Tuesday, October 02, 2012
VIFF 2012: A Mere Life
The Vancouver International Film Festival's annual Dragons & Tigers competition has an impressive pedigree, honoring young filmmakers over the years such as Jia Zhangke, Hong Sangsoo, Koreeda Hirokazu, Lee Changdong, Wisit Sasanatieng and Liu Jiayin. I think I'm going to make it to about half the competition films this year, and this film by Park Sanghun is the first. It's an unrelentingly grim movie that I'm surprised to find I actually liked quite a bit, given that I don't normally warm to dark or depressing movies.
It starts off with a family visiting a Buddhist shrine. The mother encourages her son to help her place a stone on top of a rock pile (the act has a religious significance of which I'm wholly ignorant). When the precariously balanced pile collapses, the mother does a comical double take and runs away, leaving her exasperated husband (named Park Il-rae) to rebuild the pile (or face karmic wrath?, again, I'm ignorant). That's about the last bit of light comedy the film has to offer. From there, it becomes a grunge-realist story of poverty and the husband's drunken incompetence that comes to a head when he is scammed out of their savings and brings some poison home.

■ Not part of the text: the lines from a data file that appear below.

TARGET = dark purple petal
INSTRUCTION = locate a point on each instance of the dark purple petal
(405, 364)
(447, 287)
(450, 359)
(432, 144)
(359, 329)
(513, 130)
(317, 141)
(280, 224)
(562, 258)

It's here that the film takes an unexpected turn. It certainly is a bold choice to have your main character murder his wife and child halfway through your movie, and Park doesn't shy away from the horror or detestability of that act. But that's not the end of the story either. Instead of making a film about how simply awful it is to be poor and married to a drunk, Park gives us something I haven't quite seen before, a story about an irredeemable man that asks us not only to understand but to try to forgive him. It asks the rare question, what do you do after you've committed an unforgivable act? Park Il-rae sentences himself to walking the earth as a destitute wretch, while he keeps trying and failing to kill himself. His father tracks him down (a striking fire-lit scene as the father burns all of Park's meager possessions in his troll-like under-the-bridge home) and tries to kill him but dies of a heart attack instead. He tries to hang himself, but the rope breaks. We leave him wandering aimlessly alone in a desolate grey mudflat, shot with a nauseatingly unstable shaky cam. Death would be too good for him, so karma (or whatever) simply won't let him die. It's not simply that life is his punishment, I get the feeling he'll be left to wander until he finds forgiveness, from the people he's killed, from himself, and from us.